Former U.S. Rep. Alan Grayson announced Tuesday morning that he’ll mount a primary challenge against his successor, Rep. Darren Michael Soto, setting up a major primary fight that Florida and Washington Democrats had hoped to avoid.
Grayson, who had flirted with running for another congressional seat, indicated to WFTV in Orlando that he doesn’t care what party elites think of his decision to run for the Democratic nomination in Florida’s 9th congressional district in Orlando.
“I don’t need anyone’s permission to run for office. What I’ve done is ask the people,” Grayson told the station. “I can run anywhere in the state; I could run from Key West to Pensacola.”
The primary will be a rematch of last names between Soto and Grayson. Soto beat Grayson’s wife, Deena Grayson, and Grayson’s former adviser, Susannah Randolph, in the 2016 Democratic primary for the seat, which is heavily Democratic. Soto is the first member of Florida’s congressional delegation of Puerto Rican descent, and the seat has a sizable Puerto Rican voting population that’s expected to become more active this year as Hurricane Maria survivors continue to flock to Central Florida.
Alan Grayson has high name ID in the district and more money than Soto. Independently wealthy and an effective online fundraiser, Grayson reported $700,000 cash on hand in his open congressional campaign account as of March 31. For the same time period, Soto had $365,000 in the bank.
Alan Grayson left the congressional district to run for U.S. Senate in 2016, but was clobbered in the Democratic primary by Rep.

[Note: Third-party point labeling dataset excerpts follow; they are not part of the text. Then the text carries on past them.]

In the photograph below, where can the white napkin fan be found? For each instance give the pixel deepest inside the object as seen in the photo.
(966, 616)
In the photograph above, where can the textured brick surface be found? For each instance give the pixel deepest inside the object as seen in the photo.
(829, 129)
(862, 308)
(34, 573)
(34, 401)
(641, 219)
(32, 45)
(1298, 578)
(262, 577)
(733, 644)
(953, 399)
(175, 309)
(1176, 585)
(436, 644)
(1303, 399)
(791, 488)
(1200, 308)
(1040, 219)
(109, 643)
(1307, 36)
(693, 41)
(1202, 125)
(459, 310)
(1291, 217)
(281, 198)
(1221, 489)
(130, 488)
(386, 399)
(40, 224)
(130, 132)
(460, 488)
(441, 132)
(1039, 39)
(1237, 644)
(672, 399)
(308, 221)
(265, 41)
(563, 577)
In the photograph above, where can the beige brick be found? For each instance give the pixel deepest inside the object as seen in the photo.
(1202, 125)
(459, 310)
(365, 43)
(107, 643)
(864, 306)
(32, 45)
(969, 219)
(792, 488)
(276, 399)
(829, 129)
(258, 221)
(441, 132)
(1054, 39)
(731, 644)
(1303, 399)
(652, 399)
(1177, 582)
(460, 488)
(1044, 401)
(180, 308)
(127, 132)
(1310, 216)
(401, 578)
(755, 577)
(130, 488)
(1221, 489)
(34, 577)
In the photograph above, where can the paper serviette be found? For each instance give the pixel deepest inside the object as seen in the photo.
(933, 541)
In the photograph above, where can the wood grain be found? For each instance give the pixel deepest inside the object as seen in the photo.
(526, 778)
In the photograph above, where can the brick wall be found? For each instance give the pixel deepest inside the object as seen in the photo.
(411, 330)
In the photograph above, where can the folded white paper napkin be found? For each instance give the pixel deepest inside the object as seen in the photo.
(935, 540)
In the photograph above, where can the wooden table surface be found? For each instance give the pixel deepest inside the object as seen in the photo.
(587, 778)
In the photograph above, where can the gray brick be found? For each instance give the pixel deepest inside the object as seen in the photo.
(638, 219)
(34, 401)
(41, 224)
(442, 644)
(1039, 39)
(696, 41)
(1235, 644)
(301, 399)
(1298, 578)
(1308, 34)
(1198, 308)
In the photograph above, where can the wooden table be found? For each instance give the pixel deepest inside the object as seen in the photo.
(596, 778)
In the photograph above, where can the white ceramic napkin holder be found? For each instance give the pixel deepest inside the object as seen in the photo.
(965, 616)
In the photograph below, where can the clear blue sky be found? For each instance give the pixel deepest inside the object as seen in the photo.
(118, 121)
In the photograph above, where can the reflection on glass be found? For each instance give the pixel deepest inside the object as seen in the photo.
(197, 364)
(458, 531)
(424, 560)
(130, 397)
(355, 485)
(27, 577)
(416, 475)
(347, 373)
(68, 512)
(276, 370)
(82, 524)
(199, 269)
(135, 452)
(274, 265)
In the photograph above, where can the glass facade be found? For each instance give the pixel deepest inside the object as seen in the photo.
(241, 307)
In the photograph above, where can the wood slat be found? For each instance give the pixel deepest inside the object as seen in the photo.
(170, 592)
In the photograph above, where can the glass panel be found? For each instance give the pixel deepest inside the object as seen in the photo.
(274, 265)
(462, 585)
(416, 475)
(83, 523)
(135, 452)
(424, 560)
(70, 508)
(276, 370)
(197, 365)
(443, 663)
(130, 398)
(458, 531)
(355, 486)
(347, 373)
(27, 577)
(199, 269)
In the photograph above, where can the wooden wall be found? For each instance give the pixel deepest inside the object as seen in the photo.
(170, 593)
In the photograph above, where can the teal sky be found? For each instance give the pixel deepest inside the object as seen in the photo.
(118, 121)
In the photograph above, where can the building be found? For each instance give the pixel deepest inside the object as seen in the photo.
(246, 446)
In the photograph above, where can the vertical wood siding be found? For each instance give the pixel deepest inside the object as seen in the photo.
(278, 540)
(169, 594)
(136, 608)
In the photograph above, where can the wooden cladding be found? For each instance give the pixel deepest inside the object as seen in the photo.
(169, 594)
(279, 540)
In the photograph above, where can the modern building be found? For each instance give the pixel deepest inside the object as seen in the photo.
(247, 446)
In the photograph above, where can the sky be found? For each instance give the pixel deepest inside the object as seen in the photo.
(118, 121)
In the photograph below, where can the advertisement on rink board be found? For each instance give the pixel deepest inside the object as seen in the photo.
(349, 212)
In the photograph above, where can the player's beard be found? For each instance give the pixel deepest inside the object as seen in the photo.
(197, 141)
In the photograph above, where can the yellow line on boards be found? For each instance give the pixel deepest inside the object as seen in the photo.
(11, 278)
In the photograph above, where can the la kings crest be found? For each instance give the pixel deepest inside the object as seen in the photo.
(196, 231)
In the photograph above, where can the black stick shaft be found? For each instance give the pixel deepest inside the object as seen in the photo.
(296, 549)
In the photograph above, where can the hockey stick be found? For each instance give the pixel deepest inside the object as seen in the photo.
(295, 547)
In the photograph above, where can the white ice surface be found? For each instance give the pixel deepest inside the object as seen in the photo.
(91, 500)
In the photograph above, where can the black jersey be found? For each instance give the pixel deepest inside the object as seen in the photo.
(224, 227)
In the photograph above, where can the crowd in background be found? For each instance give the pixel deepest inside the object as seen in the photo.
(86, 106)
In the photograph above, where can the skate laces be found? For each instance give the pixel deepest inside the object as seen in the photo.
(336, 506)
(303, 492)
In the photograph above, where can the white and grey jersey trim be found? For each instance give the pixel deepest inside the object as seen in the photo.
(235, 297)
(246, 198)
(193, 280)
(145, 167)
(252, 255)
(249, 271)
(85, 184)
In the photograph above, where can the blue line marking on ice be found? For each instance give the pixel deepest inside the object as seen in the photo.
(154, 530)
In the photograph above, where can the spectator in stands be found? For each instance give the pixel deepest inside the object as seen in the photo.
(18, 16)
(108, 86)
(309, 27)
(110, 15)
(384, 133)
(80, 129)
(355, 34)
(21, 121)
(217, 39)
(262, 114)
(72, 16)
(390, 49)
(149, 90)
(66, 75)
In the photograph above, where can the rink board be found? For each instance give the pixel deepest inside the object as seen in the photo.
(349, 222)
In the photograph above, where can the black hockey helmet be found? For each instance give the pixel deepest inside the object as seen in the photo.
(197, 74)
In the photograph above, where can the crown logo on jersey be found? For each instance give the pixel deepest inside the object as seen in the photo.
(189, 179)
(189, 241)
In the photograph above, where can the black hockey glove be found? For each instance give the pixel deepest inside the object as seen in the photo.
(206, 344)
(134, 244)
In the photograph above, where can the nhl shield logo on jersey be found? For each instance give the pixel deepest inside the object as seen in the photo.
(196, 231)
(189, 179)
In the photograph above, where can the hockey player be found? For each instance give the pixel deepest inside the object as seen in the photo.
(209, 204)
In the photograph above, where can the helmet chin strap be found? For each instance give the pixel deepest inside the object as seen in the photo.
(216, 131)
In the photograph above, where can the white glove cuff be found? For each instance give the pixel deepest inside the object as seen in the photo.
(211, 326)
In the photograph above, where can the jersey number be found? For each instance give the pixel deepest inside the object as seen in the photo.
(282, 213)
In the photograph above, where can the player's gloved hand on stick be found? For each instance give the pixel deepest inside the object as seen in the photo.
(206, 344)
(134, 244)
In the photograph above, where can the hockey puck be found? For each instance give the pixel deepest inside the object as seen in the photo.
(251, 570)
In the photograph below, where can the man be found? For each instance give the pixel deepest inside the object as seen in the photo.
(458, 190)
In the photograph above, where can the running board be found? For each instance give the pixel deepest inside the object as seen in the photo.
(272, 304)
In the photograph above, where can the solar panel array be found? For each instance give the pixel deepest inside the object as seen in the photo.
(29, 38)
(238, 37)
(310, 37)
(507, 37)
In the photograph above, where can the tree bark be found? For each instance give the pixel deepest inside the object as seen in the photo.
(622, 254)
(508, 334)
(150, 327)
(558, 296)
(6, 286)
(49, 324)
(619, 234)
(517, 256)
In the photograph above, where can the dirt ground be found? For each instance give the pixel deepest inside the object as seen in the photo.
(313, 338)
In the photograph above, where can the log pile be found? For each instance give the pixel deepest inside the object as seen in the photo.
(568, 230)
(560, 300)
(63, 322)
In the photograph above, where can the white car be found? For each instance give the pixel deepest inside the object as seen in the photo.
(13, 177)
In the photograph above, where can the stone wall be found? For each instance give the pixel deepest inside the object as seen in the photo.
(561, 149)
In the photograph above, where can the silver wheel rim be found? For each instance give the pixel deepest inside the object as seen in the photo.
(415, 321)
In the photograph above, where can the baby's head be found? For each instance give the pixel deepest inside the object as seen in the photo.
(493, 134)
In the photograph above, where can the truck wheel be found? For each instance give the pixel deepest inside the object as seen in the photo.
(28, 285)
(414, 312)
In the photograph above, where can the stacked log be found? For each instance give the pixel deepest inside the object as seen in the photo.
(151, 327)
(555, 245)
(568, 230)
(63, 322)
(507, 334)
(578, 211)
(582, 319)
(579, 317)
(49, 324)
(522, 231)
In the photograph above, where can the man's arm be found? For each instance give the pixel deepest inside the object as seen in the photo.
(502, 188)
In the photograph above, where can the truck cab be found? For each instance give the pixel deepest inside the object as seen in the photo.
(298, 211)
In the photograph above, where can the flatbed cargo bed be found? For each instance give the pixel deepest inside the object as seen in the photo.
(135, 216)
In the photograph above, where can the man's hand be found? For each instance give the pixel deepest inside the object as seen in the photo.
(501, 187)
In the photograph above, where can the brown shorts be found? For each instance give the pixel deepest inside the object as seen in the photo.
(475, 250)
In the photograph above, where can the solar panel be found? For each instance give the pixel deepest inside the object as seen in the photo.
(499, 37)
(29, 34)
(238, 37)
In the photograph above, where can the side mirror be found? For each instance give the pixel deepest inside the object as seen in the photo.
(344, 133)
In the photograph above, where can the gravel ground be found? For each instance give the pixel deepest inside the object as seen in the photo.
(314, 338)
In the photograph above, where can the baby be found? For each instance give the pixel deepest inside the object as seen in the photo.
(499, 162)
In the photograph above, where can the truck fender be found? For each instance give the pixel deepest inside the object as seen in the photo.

Patrick Murphy amid questions about Grayson’s finances and allegations from his ex-wife that he beat her. Grayson denied that he beat his ex-wife or that he committed any financial improprieties, but acknowledged to WFTV Tuesday that he regretted leaving what was then a safe House seat for him.
“I wish I hadn’t run for Senate,” said Grayson. “If I hadn’t run for Senate, I’d be in Congress right now fighting Donald Trump tooth and nail right now. I think Donald Trump should be impeached.”
The 2016 campaign took a toll on Grayson, even in his own congressional district. He barely won the area in the Senate race, taking just 39.1 percent of the vote to Murphy’s 36.2 percent within the district’s boundaries, according to an analysis by MCI Maps’ Matthew Isbell for POLITICO. The third-place finisher in the five-way Senate race, Roque "Rocky" De La Fuente, won 12.6 percent of the vote in the district despite having little money or name ID — a sign of potentially solid support for Latino candidates in the district.
Democratic Party officials from Washington and Florida, who funded Murphy against Grayson, have privately worried that Grayson’s decision to run again could complicate their ability to harness the power of the “Me Too” movement against sexual harassment. They’re also not sure if Soto can beat the firebrand Grayson without more outside financial help.
“Alan is a nightmare,” one Democrat involved in Florida races told POLITICO recently as speculation mounted that he might challenge Soto. “He’s what we don’t want.”